Así las cosas, por destreza política del entonces presidente y con sus mayorías en el Congreso (previa ponencia favorable de su primo segundo, el senador Mario Uribe), se aprobó un “articulito” que les confería a los miembros de dichos grupos el carácter de sediciosos, es decir, de delincuentes políticos, que solo podían ser juzgados por el Estado colombiano, pues se habían levantado en armas contra él.
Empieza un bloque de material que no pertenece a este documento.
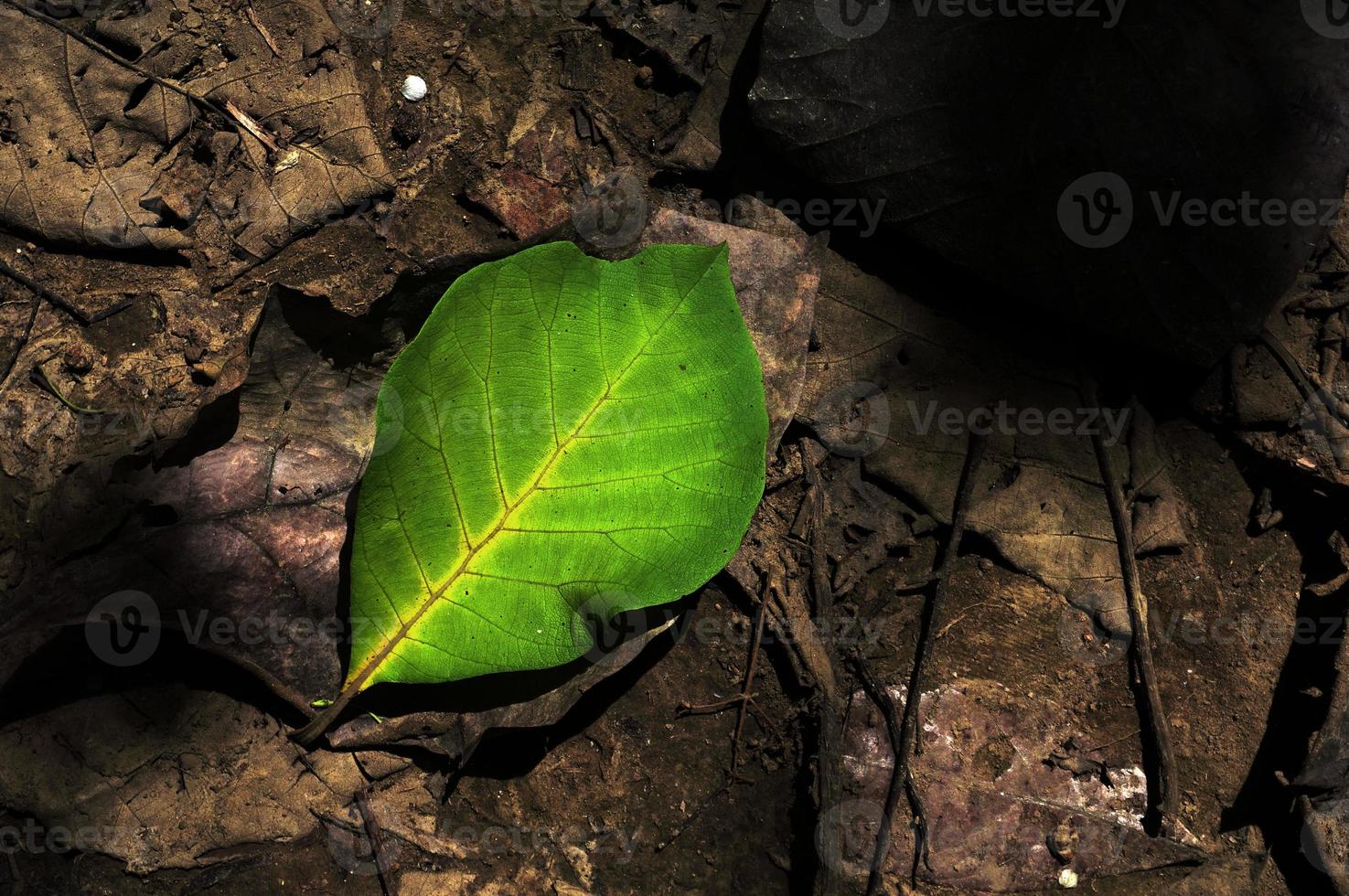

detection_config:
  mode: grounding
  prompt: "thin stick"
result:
[1082,377,1179,834]
[858,433,985,896]
[356,788,398,896]
[852,653,926,895]
[806,464,846,896]
[0,261,93,325]
[731,583,767,774]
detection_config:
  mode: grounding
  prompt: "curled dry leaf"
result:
[0,0,389,270]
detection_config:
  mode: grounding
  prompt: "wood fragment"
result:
[1082,377,1182,836]
[355,788,398,896]
[244,4,281,59]
[854,433,985,896]
[224,100,281,153]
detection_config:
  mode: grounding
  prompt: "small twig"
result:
[0,261,92,326]
[356,788,398,896]
[675,694,758,717]
[804,463,846,896]
[224,100,281,153]
[731,583,767,774]
[656,774,731,853]
[244,4,281,59]
[0,293,42,386]
[858,433,985,896]
[851,653,928,893]
[1082,377,1181,834]
[32,364,108,414]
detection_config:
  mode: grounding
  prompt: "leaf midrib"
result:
[343,253,721,692]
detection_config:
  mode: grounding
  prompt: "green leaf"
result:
[338,243,767,709]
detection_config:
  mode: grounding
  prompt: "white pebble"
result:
[403,74,426,102]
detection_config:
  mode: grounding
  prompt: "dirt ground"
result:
[0,0,1349,896]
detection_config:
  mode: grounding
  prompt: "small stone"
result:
[402,74,426,102]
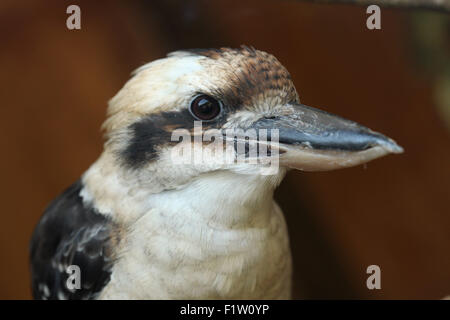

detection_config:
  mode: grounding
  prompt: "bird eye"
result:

Y así ganaban de paso un seguro contra la extradición y una eventual posibilidad de participar activamente en la política, después de haber cumplido la máxima pena de 8 años de prisión como sediciosos.

Pero los alquimistas del horror no contaban con que la Corte Constitucional, por vicios de procedimiento, declarara inexequible ese articulito tan debatido y difícilmente convenido por el gobierno con los comandantes paramilitares en Santa Fe de Ralito, donde el mismo Uribe ofreció a las Autodefensas usar su facultad discrecional para evitar la extradición.

Entonces, como suele suceder después de Halloween, al otro día del fallo de la Corte los comandantes paramilitares amanecieron sin el traje de sediciosos y quedaron convertidos en lo que siempre fueron: delincuentes comunes, narcotraficantes y criminales de lesa humanidad.

La gobernabilidad uribista

El acto de “mafia mayor” se desvaneció ante el concepto de la Corte Constitucional y la Fiscalía recibió cientos de declaraciones de los comandantes paramilitares, donde ellos mismo contaron cómo planearon sus crímenes de lesa humanidad contra miles de campesinos bajo la coartada de ser miembros o simpatizantes de la guerrilla.

Según el informe ¡Basta Ya!, entre 1980 y 2012 los grupos paramilitares cometieron 1.166 masacres y 8.903 asesinatos selectivos, lo cual no afectó el proceso de aplicación de la Ley 975, no obstante ser un requisito sine qua non para acogerse y beneficiarse de ella la suspensión de toda acción criminal.

Sin embargo cuando los comandantes paramilitares, como Salvatore Mancuso, empezaron a revelar públicamente (como sigue haciéndolo desde la cárcel en Estados Unidos), el entramado criminal formado con numerosos políticos de la coalición de partidos que respaldaban a Uribe, éste inmediatamente usó su discrecionalidad presidencial para extraditarlos a Estados Unidos, supuestamente porque habían seguido narcotraficando y delinquiendo desde las cárceles.

Solo en ese momento, cuando empezaba a revelarse plenamente la trinidad formada por la política, el crimen y la economía (los verdaderos tres huevitos de la “seguridad democrática”) y quintaesencia de la gobernabilidad uribista, el presidente se percató de la verdad y rápidamente procedió a extraditarla.

Uribe reafirmaba así su personal sentido de la justicia, la ética y la política, en virtud de las cuales convirtió el narcotráfico en un delito más grave que los crímenes de lesa humanidad, con lo que impidió de paso que la justicia colombiana cumpliera con las funciones de un Estado soberano y negó el derecho de las víctimas a la verdad, la justicia y la reparación.

De esta forma puso en práctica el imperativo de su filósofo de cabecera, Thomas Hobbes, según el cual “es la autoridad y no la verdad la que hace la ley”. Seguramente por ello decidió volver al Congreso y con su bancada se apresuró a informar a la opinión nacional e internacional, con letreros al frente de sus curules, que eran un grupo de oposición y no una banda de delincuentes.